Halloween is Knocking at the Door
Prepared by: Abby Wilson, RDN, LD, CDE
Ghosts and goblins, spooks galore… Halloween candy will soon be at your door….
All Hallows Eve brings out the spookiest of ghouls, stealthiest of ninjas, and the most spectacular heroes and heroines. Unfortunately, it can also bring out the highest of blood sugars! Halloween can be a very difficult for families living with diabetes. This doesn’t mean you or your child have to miss out on the treats. Here are 3 tips to keep those blood sugars from causing toil and trouble:
- Eat candy like a boss: Pick out your favorites and get rid of the rest. Together, search through your child’s Halloween loot and encourage them to only keep treats they actually enjoy. Help them spread out their favorite goodies across several days after Halloween.

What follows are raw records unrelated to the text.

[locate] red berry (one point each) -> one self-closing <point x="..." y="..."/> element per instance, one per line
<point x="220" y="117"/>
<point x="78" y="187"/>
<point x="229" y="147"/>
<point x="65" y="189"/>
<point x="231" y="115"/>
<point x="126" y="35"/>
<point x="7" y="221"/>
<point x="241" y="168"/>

- Find fun-size: A common ghost story in diabetes is that sugar is off limits… but actually, all foods fit! Use carbohydrate counting to work Halloween treats in on your own, or your child’s, meal plan. Fun-size candy bars contain about 10-15 grams of carbohydrate. Pairing the 15-gram carbohydrate sweet treat with a balanced meal that includes some protein, non-starchy veggies, and fat can help with blood sugar management. But don’t get tricked by the treat—check the nutrition facts label just in case or use this handy quick reference guide for Halloween candy to make sure you have accounted for all carbs.
- Apple Mummies and Kiwi Witches’ Brew: Halloween treats don’t have to be candy or gummies! Wow, visitors can come with ghoulish, creative, and nutritious snacks. A quick search for healthy Halloween treats on Pinterest can do magic or you can find some fun treats here.
Halloween is full of fun and can be very busy. Sometimes, high blood sugars happen. Don’t get spooked or chilled by surprise—remember to check those blood sugars and take diabetes medications as prescribed.
…Jack-O-Lanterns shining bright, your registered dietitian wishes you a haunting night!